Hierauf hat der Antragsteller die richterliche Kostenfestsetzung beantragt: Nach den Darstellungen des Bevollmächtigten der Klägerin sei es notwendig gewesen, eine eingehende Stellungnahme abzugeben, um dem Gericht die Möglichkeit zugeben die tatsächlichen Sachverhalte ausführlich und zutreffend zu bewerten. Durch die neu formulierte Darstellung des Bevollmächtigten der Klägerin sei es notwendig gewesen, zum Gutachtens selbst und zu dem Vorwurf der Befangenheit Stellung zunehmen.

Der Antragsgegner hält die Auffassung der Kostenbeamtin für zutreffend.

II. Der Antrag auf richterliche Fristsetzung der Entschädigung für die Stellungnahme vom 17.3.2003 führt zu einer Entschädigung in Höhe von 104,40 €.

Nach § 3 ZSEG werden Sachverständige für ihre Leistungen entschädigt. Diese besteht in erster Linie in der Erstellung eines Gutachtens.

Wird der Sachverständige vom Gericht aufgefordert, zu einem Ablehnungsgesuch Stellung zunehmen, so ist es nur dann richtig, ihn für eine Stellungnahme nicht zu entschädigen, wenn die Besorgnis der Befangenheit im persönlichen Verhalten des Sachverständigen gesehen wird, etwa in seinen Äußerungen gegenüber einem Prozessbeteiligten.

Entgegen der vom Antragsgegner vorgelegten Auffassung des Landessozialgerichts für das Land Brandenburg (Beschluss v. 4.9.01, Az.: L 2 SF 19/01) kann nicht pauschal davon ausgegangen werden, dass der Sachverständige, wird er zu einem Ablehnungsantrag wegen der Besorgnis der Befangenheit zur Stellungnahme aufgefordert, nicht zu Beweiszwecken tätig werde.

Zur Leistung des Sachverständigen, die nach § 3 ZSEG zu entschädigen ist, gehören auch die Ausführungen des Sachverständigen in seiner Stellungnahme zu einem Ablehnungsgesuch, das auf den Inhalt des Gutachtens gestützt ist.

Wird der Ablehnungsantrag mit Ausführungen zum Inhalt des Sachverständigengutachtens begründet, hängt die Verwertbarkeit des Sachverständigengutachtens zu Beweiszwecken davon ab, ob der Sachverständige diese Einwände für das Gericht nachvollziehbar widerlegen kann.

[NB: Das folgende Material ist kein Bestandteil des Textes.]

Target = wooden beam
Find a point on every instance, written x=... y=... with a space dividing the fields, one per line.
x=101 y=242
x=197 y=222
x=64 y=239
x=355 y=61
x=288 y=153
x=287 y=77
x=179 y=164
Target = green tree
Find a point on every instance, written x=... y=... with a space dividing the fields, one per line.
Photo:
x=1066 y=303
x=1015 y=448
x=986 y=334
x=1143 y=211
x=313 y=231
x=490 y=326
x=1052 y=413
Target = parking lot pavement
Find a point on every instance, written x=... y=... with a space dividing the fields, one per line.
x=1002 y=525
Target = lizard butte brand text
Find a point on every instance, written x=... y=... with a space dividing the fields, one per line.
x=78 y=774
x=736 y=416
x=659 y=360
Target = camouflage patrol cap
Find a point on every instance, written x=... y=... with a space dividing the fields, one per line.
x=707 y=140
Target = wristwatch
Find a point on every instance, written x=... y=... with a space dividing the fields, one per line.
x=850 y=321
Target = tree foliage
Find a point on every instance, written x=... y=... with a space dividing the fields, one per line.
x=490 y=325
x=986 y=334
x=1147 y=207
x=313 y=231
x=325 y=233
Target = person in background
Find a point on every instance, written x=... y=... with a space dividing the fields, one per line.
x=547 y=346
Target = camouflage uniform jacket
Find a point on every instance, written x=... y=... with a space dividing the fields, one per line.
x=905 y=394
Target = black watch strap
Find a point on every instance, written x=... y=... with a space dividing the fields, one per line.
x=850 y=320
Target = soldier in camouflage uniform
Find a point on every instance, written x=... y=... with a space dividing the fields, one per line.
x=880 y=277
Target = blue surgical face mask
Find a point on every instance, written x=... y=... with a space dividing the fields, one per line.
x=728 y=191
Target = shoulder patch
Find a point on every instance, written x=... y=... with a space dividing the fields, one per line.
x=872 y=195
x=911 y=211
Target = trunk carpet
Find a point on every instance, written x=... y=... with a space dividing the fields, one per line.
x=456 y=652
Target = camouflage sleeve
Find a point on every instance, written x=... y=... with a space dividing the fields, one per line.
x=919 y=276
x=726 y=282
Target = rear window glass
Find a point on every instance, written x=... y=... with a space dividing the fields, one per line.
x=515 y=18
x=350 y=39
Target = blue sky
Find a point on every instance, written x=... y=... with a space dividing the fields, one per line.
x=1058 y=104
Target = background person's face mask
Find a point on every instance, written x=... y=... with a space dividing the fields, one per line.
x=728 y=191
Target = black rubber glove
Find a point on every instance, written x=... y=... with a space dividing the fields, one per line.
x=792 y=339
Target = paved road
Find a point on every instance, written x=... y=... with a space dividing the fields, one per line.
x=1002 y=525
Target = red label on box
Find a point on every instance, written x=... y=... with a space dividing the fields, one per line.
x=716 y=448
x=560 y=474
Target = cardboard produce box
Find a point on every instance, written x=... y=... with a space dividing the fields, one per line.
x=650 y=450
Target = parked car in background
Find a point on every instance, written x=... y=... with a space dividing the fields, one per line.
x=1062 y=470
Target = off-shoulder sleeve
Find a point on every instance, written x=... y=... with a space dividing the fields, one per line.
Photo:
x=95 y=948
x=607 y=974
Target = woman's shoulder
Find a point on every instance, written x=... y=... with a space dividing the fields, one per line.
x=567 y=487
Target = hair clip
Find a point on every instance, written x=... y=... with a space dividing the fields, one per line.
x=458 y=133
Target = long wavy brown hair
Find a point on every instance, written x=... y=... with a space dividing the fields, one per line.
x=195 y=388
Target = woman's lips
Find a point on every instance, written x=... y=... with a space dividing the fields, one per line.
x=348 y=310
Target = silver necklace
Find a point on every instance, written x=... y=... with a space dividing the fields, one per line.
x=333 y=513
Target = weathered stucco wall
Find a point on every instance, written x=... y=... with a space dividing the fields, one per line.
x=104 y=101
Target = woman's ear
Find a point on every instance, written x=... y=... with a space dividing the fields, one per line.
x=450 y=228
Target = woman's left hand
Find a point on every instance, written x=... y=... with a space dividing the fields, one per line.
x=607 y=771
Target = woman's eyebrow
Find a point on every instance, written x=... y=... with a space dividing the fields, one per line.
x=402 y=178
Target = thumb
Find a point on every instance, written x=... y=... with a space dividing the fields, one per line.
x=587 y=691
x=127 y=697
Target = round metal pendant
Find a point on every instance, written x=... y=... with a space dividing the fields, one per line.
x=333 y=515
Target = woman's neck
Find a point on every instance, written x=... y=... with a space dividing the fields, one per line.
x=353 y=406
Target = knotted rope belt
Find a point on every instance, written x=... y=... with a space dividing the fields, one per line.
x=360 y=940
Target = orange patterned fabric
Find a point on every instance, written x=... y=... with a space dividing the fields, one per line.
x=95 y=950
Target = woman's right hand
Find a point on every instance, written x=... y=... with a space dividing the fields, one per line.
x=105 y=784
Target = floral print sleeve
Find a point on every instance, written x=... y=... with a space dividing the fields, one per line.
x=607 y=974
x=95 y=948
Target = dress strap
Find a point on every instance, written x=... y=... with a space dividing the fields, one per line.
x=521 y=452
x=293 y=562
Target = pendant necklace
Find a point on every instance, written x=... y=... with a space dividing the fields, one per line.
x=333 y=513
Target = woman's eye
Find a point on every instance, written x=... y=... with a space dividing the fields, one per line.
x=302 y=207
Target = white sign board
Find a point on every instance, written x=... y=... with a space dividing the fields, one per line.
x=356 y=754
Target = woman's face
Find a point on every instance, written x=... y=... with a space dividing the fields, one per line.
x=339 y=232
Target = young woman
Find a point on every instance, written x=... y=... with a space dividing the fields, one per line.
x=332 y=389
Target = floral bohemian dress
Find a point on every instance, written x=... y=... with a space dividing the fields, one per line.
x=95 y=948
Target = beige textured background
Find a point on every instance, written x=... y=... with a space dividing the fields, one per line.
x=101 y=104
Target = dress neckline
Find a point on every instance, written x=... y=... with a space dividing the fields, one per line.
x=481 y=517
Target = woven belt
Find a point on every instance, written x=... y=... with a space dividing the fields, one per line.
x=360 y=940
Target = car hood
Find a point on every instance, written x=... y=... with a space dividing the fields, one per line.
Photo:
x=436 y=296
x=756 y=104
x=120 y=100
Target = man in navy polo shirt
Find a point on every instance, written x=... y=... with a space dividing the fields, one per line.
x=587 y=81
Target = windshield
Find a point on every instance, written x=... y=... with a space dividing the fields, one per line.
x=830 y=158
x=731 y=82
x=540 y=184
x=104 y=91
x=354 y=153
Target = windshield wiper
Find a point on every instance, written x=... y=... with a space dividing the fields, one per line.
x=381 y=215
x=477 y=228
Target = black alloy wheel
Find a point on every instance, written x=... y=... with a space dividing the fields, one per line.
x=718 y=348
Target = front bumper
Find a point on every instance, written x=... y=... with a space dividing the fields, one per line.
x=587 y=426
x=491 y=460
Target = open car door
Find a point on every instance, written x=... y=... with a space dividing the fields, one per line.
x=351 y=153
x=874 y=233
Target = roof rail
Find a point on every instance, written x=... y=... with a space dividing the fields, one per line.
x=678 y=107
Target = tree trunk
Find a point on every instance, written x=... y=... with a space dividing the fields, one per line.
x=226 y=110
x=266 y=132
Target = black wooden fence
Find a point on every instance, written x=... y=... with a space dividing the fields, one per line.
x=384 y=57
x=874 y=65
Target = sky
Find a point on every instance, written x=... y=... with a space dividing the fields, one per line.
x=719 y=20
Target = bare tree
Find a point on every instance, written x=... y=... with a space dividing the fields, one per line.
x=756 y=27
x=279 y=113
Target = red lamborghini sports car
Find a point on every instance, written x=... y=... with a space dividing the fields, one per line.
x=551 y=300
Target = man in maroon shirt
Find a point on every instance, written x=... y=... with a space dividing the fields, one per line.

Anders als bei Ablehnungsvorwürfen, die sich nicht auf den Inhalt des Gutachtens beziehen, sondern auf die Person des Gutachters, etwa wegen dessen Äußerungen gegenüber einem Prozessbeteiligten, ist es hier notwendig, dass der Sachverständige sich mit den inhaltlichen Vorwurf auseinandersetzt und für das Gericht schlüssig und nachvollziehbar hierzu Stellung nimmt. Der Sachverständige hat dafür Sorge zu tragen, dass ein verwertbares Gutachten erstellt wird, und zwar nicht nur im eigenen Interesse zur Vermeidung des Verlustes des Entschädigungsanspruchs wegen einer Pflichtverletzung, sondern auch zur Förderung des Verfahrens (OLG Frankfurt/M. MDR 1993, 484). In Fällen, in denen eine inhaltliche Auseinandersetzung mit dem Gutachten erforderlich ist und daher auch Beweiszwecken dient, ist diese Tätigkeit folgerichtig auch zu entschädigen.

Sowohl der Stundensatz von 41,- € als auch der Zeitaufwand von zwei Stunden sind für die Abgabe der Stellungnahme angemessen. Unter Berücksichtigung der Mehrwertsteuer (14,40 €) beträgt die Entschädigung somit 104,40 €.

Die Entschädigung der Schreibgebühren sind gesondert durch das Schreibbüro in Rechnung gestellt worden. Hierzu ist unter Beachtung dieses Beschlusses eine gesonderte Entschädigung vorzunehmen.

Diese Entscheidung ist nicht anfechtbar (§ 16 Absatz 2 Satz 4 ZSEG).